La sacerdotisa levantó su reiki, sofocando a Sesshomaru que ya no aguantaba el desafío de la mujer.

Ella podía oír los gruñidos bajos del macho enceguecido de lujuria, ella pasaba por frente a la enorme chimenea de la habitación, estaba encendida, frente a ella en el suelo pieles blancas, demasiado tentador

-"Dije que regreses y eso es precisamente lo que harás Kagome…"

Sesshomaru se levantó de la cama, con firmes intenciones de arrastrar a su mujer de vuelta y hacerle el amor, caminaba en toda su gloria, jadeando hacia ella, que mantenía su posición firme, decidida, cuando lo sintió cerca se movió para encaminarse hacia el baño, él le agarró el brazo con fuerza

-"Que vengas, mujer"

-"Yo soy una mujer independiente en mi tiempo…"

-"En tu tiempo y en mi tiempo eres mía, MÍA, y me responderás como es debido"

El poderoso youki del Daiyoukai se erguía intentando aplacar el reiki de la onna.

Lejos de quemarlo, lo excitaba aún más, su energía demoníaca le recorría el cuerpo a la Miko, estimulándola de una manera salvaje

-"Haré lo que me plazca!"

Él la derribó de espaldas sobre las pieles, se erguía sobre ella, se apoyó en sus brazos a los lados de la cara de la Miko, que jadeaba, las feromonas de nuevo, las muy malditas le nublaban el juicio, hundía su cara en el vientre de la Miko, que forcejeaba bajo su control, la saliva le goteaba de la boca mojándole el cuerpo, ver a su pareja perdido de deseo, la excitaba, le provocaba morderlo y así lo hizo mordió su antebrazo, causando un siseo de parte de él interiormente ella sonreía, lo estaba logrando.

Él le tomó los brazos, los puso sobre la cabeza de la joven, mirándola de frente, estaba desnuda, indefensa, deliciosa, tentadora, muy tentadora, la besó dulcemente, ella apartó la cara y sacudió los brazos.

-"Sabes que no haré lo que me ordenas yo haré lo que me plazca, ya te lo dije"

La paciencia lo estaba abandonando completamente, ajustó su agarre a las muñecas de la sacerdotisa luchadora.

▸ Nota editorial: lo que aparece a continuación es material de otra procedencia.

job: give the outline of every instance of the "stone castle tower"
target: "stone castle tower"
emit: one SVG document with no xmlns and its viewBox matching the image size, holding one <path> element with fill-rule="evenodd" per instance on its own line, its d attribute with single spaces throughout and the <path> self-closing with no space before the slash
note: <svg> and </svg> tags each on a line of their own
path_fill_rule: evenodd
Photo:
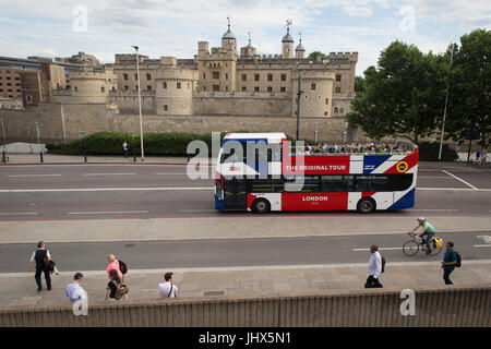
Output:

El momento se pasaba, tenía que hacerlo, violentamente quitó los brazos y se dio vuelta para escurrirse de su agarre, huyendo en cuatro patas, él la tomó del tobillo arrastrándola hacia atrás, sobre ella el cuerpo caliente y jadeante

-"A dónde vas, Miko?"

La voz era muy grave, sus respiraciones aceleradas, los gruñidos muy profundos, la bestia estaba en control

Ella no podía liberarse, Sesshomaru apretaba el agarre sobre sus manos contra las pieles su abdomen hirviente, sobre la espalda fría de una Kagome excitada y expectante

-"Déjame, suéltame"

Se sacudía violentamente, se movía hacia adelante y hacia atrás golpeando al macho en sus atributos, lo que lo excitaba enloqueciéndolo, ella no cesaba, en sus intentos por liberarse, él estaba al borde de la paciencia, no quería , pero necesitaba someterla. Los gruñidos se oían muy fuertes, ella no se detenía, ahora se retorcía y aprovechaba para frotar su sexo contra el miembro muy endurecido del Inu, la situación no se podía sostener más él la mordió en el hombro una vez más y le gruñía

-"Suéltame"

Los gruñidos continuaban y más graves, apretaba la mordida

-"Dije que me dejes ir!"

Sangre corría por el hombro de la mujer caliente que se revolvía contra su macho, él soltó su peso sobre ella provocando que descienda su parte superior, se le vencieron los brazos, suyugada a medias el macho se preparó, pasaba sus dedos por el sexo de la sacerdotisa, que jadeaba, suavemente separó los labios carnosos y resbalosos con la punta de su miembro fue penetrando a la joven desde atrás, apretaba la mordida aún más, ella gemía y se frotaba contra él, Sesshomaru comenzó a moverse sin soltar el hombro de la mujer, gruñía y gemía por lo bajo, la bestia amaba tanto a esta onna, quería deleitarse con cada expresión de placer de su rostro, la amaba, la sangre le hervía se movía entrando profundamente en ella, que jadeaba disfrutando la sensación de tenerlo sobre su cuerpo.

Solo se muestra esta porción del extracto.